I would recommend the same size as the factory. If you put hooks much bigger than what they came with, it will not work the same. That is ok though. Sometimes you can just put one bigger treble on the back and it makes the back end sink down in the water a little more. I always replaced my trebles with VMC hooks but that was just my preference.


----------



## foreverfishing (Nov 30, 2012)

jcasey said:


> I would recommend the same size as the factory. If you put hooks much bigger than what they came with, it will not work the same. That is ok though. Sometimes you can just put one bigger treble on the back and it makes the back end sink down in the water a little more. I always replaced my trebles with VMC hooks but that was just my preference.


 
that's kinda the problem. I got the lure from a friend who doesn't fish and it didn't have any trebles on it. i just threw two on it i had laying around so i could use it when i went fishing. i managed one trout with it but it still didn't have the right action no matter what i kept adjusting(line slack vs. retrieval speed)


----------



## Five Prongs Of Fury (Apr 15, 2008)

Are you tying a loop knot to the lure? Makes all the difference in the action.


----------



## dabutcher (Apr 19, 2008)

#2 EWG Gamakatsu. They look big but you will greatly increase your hookups. They will not hinder the action of the lure. They are also very strong and extremely sharp.
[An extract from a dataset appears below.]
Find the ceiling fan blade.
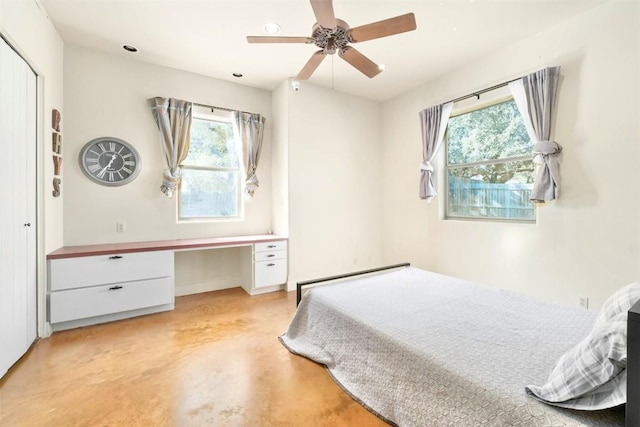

I don't tie a loop knot for the super spook jr. The work well without it and too much side to side action makes it a little tougher for a redfish to get the bait in its mouth.


----------



## captken (Feb 24, 2008)

*I remove the rear trebel entirely*

In place of the hook I tie a #2 through 1/0 Clouser Minnow or very light jigmon about 12" of 50# mono. I catch most of the fish on the Clouser.


----------



## Desert Eagle (Apr 25, 2012)

I always use a loop knot on ALL topwater "walk the dog" lures. On the larger lures, e.g., Super Spook or Chuggin Spooks, the lure size will not matter that much with lure action. But the smaller lures, e.g., H2O Express w/ only 2 hooks, the hook size will greatly affect the action. On all my my lures, I normally replace all trebels w/ 3 or 4 times stronger hooks. Too many times I've had my stock hooks straightened out on me. You can't tie line directly to most Badonkadonk topwater lures - the nose ring is too sharp snd will cut into the line, even loop knots when a bull is pulling on it. That's why the come with a heavy ring attached to the nose ring. 

I ABSOLUTELY CRAVE TOPWATER FISHING. YOU CAN WITNESS THE INITIAL HIT AS WELL AS THE SUCKING NOISE THE BULL, GATOR, BLUE, STRIPER, MAKES ON THAT INITIAL STRIKE!!! I fish topwater a lot.

Chuggin Spook. Same size as a Super Spook but only comes w/ 2 trebles. The nose end of the lure is greatly concaved and while "walkin' da dog," it throws tons of water everywhere and makes enough noise to wake most marine monsters!!!!

Just my opinions - from experience...


----------



## foreverfishing (Nov 30, 2012)

sometimes I tie a loop sometimes I don't. just depends on if im thinking about it. thanks for the info.


----------